Modelling translational regulation of PER and its effects over the circadian molecular clock

CONDAT, C.A.; NIETO, P.S.

CABA

Congreso; nd Congress of the Federation of Latin-American and Caribbean Societies for Neuroscience (FALAN); 2016

At the single cell level the circadian clock is based on a set of clock genes and proteins expressed in a circadian fashion as consequence of their mutual interaction based on interconnected feedback loops. Translation of some clock proteins, like PER in Drosophila or PER1, 2, 3 in mammals, is affected by regulatory proteins and/or microRNAs, highlighting the critical role of translational regulation in the circadian clock dynamics. In flies for instance, the TYF-ATX2-PABP complex critically activates PER translation in central pacemaker neurons but is apparently dispensable for PER translation in peripheral cells. In this work we hypothesize that changes in the kinetics of PER synthesis derive from translational regulation, which in turn depends on regulatory proteins and/or microRNAs. We used a mathematical model of the core molecular clock for describing different kinetic mechanisms of PER synthesis and studying their effects on the clock dynamics.

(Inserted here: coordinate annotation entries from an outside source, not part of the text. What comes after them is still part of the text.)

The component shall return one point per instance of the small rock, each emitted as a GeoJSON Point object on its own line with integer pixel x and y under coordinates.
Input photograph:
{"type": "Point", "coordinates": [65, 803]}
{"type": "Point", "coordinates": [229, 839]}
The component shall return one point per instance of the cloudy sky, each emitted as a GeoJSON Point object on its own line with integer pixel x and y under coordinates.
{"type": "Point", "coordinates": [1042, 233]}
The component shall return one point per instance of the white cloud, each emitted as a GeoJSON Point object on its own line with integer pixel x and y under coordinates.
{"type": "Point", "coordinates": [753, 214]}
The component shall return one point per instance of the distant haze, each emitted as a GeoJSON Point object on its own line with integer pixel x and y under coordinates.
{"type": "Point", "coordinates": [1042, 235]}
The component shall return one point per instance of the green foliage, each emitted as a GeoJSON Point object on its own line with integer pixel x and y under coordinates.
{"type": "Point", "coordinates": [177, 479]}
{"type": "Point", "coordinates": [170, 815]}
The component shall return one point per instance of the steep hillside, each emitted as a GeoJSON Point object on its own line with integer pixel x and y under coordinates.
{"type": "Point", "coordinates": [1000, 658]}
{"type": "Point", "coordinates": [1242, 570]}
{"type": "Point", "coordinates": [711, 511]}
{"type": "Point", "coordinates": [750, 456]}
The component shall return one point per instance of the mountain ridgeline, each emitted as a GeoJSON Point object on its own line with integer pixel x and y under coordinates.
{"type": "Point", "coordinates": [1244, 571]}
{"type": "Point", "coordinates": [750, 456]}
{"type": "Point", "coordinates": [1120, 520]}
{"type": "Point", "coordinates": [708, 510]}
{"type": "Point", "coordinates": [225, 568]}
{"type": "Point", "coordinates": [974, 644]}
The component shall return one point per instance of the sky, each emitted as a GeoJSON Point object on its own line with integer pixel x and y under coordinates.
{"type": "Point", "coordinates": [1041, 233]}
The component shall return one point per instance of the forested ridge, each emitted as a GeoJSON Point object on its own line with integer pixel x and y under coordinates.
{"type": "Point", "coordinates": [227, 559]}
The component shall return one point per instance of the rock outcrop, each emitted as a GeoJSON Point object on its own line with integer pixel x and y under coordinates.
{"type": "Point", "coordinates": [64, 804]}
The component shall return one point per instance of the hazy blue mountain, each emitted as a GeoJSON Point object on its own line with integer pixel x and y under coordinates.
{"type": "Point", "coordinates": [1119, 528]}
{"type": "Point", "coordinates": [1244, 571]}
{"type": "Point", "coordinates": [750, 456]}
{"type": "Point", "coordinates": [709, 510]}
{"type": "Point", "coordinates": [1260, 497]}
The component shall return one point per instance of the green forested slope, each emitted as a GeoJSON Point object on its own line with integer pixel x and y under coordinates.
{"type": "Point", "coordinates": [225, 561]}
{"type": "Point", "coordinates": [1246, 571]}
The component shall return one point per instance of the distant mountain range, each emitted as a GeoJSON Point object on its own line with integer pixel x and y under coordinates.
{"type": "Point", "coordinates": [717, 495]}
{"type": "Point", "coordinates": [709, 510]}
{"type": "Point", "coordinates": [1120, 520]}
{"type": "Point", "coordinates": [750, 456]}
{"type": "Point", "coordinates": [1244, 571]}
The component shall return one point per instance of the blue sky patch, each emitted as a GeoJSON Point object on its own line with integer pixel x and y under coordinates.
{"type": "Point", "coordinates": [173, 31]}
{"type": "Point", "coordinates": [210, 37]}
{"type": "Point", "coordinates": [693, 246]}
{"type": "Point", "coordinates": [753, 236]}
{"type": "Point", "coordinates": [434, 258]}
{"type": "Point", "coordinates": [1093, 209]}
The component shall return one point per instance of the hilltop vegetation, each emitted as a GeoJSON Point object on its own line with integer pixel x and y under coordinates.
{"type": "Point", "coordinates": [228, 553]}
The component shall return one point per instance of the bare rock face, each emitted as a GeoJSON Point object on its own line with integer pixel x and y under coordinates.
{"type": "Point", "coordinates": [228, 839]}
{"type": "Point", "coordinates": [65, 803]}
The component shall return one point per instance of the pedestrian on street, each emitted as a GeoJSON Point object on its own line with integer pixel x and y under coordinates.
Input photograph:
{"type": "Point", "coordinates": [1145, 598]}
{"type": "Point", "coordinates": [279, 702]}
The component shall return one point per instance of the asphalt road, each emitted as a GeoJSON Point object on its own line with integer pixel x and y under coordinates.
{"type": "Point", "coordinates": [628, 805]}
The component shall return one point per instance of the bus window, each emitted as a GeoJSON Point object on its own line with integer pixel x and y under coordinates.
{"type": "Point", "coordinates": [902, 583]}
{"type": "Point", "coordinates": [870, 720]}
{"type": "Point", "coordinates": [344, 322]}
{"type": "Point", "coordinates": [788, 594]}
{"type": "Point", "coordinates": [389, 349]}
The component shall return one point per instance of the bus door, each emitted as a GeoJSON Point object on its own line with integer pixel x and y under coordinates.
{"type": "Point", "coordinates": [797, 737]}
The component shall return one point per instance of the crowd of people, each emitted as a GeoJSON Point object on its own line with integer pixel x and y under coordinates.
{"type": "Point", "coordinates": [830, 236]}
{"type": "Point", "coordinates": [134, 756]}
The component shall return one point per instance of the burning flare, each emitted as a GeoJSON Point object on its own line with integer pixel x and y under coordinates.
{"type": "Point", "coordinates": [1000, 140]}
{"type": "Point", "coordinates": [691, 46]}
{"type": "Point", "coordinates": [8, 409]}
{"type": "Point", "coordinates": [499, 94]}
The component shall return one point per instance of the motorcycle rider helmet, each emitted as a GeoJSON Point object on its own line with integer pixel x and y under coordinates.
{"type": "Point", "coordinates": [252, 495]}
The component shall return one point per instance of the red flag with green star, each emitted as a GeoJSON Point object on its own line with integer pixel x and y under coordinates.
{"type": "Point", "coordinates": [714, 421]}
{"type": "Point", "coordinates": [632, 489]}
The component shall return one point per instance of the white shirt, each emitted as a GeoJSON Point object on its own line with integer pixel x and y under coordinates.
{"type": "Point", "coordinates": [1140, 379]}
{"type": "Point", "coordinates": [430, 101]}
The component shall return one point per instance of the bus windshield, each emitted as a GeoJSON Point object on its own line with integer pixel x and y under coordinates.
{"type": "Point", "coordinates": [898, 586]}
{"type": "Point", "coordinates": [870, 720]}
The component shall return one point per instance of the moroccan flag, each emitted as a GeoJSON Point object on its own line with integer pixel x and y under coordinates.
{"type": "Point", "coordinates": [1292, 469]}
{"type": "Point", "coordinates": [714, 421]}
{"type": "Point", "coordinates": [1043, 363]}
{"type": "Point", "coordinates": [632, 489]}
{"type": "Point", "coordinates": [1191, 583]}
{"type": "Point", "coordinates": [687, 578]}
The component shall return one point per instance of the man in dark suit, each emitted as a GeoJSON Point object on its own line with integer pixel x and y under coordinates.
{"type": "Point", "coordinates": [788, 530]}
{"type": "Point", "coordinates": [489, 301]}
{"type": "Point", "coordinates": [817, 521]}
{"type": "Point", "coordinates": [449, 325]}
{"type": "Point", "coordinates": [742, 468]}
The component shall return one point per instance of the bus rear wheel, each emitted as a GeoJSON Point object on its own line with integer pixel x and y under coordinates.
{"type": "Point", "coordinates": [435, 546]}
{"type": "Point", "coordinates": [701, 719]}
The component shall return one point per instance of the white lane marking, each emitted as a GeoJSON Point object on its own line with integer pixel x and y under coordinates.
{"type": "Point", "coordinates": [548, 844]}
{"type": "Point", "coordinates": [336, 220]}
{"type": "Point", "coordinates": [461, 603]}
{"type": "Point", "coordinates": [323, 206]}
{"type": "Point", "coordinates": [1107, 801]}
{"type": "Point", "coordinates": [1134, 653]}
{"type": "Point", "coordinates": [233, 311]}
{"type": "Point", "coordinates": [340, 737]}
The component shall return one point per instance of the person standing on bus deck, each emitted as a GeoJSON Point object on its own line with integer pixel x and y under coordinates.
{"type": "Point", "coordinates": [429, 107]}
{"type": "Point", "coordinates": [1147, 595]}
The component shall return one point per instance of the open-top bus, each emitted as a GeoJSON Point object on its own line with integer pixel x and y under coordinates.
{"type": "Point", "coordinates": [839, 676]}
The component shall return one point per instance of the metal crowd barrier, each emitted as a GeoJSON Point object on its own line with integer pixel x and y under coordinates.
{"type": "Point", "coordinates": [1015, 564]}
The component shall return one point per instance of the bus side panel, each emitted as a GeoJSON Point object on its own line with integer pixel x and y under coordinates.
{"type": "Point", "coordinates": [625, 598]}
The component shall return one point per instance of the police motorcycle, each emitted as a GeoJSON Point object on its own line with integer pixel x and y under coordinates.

Our results show that the kinetics of PER translation ultimately affect the circadian period, oscillation amplitude and time lag between mRNA and protein expression. We interpreted different kinetic laws in terms of translational regulation by microRNAs and/or modulatory proteins as TYF. We can predict the time delay between Per mRNA and protein expression in different translational contexts and the clock dynamics for tyf mutants.